MIPS32: Saves 128-bit vector registers along SuspendCheckSlowPath

We need to save 128 bits of data. This is only done for vector
registers that are live, so overhead is not too big.

Test: mma test-art-host-gtest
Test: ./testrunner.py --optimizing --target in QEMU (MIPS)

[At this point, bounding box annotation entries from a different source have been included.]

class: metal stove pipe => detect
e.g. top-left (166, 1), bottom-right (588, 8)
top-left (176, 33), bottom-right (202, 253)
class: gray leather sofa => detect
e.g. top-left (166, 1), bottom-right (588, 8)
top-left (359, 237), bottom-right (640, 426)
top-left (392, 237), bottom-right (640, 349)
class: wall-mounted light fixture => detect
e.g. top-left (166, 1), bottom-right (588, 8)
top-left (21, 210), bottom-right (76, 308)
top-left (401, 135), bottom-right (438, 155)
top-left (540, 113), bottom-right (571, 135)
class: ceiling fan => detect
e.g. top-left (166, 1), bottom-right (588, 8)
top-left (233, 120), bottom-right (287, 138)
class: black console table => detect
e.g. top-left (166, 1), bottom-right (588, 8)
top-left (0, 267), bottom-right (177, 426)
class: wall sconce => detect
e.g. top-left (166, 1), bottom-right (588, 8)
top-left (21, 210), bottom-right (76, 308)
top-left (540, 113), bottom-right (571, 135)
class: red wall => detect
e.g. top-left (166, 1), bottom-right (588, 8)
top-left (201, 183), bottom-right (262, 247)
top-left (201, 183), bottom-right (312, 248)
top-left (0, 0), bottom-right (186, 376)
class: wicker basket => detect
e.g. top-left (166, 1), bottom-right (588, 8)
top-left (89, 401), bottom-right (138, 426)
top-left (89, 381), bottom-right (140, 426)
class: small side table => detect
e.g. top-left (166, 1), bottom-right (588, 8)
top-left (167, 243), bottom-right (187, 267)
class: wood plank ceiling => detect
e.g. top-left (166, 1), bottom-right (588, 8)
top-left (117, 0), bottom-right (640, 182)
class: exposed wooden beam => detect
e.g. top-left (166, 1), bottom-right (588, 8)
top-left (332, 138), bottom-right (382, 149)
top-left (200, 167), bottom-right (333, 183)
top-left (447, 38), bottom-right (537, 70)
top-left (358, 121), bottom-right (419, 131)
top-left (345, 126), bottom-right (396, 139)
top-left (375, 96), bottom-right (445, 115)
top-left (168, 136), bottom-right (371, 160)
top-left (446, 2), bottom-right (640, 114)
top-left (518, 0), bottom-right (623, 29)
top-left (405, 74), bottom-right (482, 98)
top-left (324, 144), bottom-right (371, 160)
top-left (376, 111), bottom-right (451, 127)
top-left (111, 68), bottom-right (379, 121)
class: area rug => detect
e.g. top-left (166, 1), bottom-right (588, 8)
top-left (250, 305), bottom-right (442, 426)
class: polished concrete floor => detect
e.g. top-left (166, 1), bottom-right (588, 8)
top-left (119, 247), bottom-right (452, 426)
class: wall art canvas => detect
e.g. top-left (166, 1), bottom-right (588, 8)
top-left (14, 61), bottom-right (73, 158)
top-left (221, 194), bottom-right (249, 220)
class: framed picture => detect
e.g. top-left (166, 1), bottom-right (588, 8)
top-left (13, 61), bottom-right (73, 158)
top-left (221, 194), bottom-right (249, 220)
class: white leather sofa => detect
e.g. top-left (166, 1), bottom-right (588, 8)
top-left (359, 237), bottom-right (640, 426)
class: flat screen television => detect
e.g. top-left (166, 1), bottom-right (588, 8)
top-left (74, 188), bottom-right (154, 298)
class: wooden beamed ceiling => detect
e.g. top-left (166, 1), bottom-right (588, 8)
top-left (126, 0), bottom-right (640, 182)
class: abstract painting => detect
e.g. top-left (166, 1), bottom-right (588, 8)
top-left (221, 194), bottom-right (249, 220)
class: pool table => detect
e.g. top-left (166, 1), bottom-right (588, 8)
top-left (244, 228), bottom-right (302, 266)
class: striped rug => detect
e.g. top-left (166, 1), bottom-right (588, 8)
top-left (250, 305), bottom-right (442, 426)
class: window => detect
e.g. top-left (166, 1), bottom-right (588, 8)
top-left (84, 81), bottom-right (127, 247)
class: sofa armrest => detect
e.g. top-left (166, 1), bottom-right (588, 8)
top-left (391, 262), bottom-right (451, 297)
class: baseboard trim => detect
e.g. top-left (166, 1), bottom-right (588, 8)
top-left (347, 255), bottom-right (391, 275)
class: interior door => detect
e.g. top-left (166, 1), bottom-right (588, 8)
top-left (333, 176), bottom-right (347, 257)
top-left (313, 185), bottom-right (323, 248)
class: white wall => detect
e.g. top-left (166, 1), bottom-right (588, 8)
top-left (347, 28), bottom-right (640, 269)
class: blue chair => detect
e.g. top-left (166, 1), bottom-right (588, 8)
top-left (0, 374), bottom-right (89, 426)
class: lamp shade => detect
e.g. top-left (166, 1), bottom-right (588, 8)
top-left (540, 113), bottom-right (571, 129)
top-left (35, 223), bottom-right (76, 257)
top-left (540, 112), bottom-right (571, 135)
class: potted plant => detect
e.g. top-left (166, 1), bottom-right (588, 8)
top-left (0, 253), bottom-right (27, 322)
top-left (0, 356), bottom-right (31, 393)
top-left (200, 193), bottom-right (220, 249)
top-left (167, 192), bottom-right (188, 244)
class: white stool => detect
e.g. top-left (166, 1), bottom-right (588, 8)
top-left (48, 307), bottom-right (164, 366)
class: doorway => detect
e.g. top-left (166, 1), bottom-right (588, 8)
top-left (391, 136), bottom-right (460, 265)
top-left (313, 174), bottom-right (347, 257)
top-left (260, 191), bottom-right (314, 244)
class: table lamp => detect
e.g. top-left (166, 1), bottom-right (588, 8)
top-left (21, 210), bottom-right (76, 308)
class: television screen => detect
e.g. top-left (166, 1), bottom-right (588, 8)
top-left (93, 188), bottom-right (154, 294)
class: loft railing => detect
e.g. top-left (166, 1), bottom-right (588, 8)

Change-Id: I0f792e9c98011be3e24d5fad35a8244faafcb9a0
diff --git a/compiler/optimizing/code_generator_mips.cc b/compiler/optimizing/code_generator_mips.cc
index 4c4d97b..abe1d70 100644
--- a/compiler/optimizing/code_generator_mips.cc
+++ b/compiler/optimizing/code_generator_mips.cc
@@ -434,10 +434,13 @@
       : SlowPathCodeMIPS(instruction), successor_(successor) {}
 
   void EmitNativeCode(CodeGenerator* codegen) OVERRIDE {
+    LocationSummary* locations = instruction_->GetLocations();
     CodeGeneratorMIPS* mips_codegen = down_cast<CodeGeneratorMIPS*>(codegen);
     __ Bind(GetEntryLabel());
+    SaveLiveRegisters(codegen, locations);     // Only saves live vector registers for SIMD.
     mips_codegen->InvokeRuntime(kQuickTestSuspend, instruction_, instruction_->GetDexPc(), this);
     CheckEntrypointTypes<kQuickTestSuspend, void, void>();
+    RestoreLiveRegisters(codegen, locations);  // Only restores live vector registers for SIMD.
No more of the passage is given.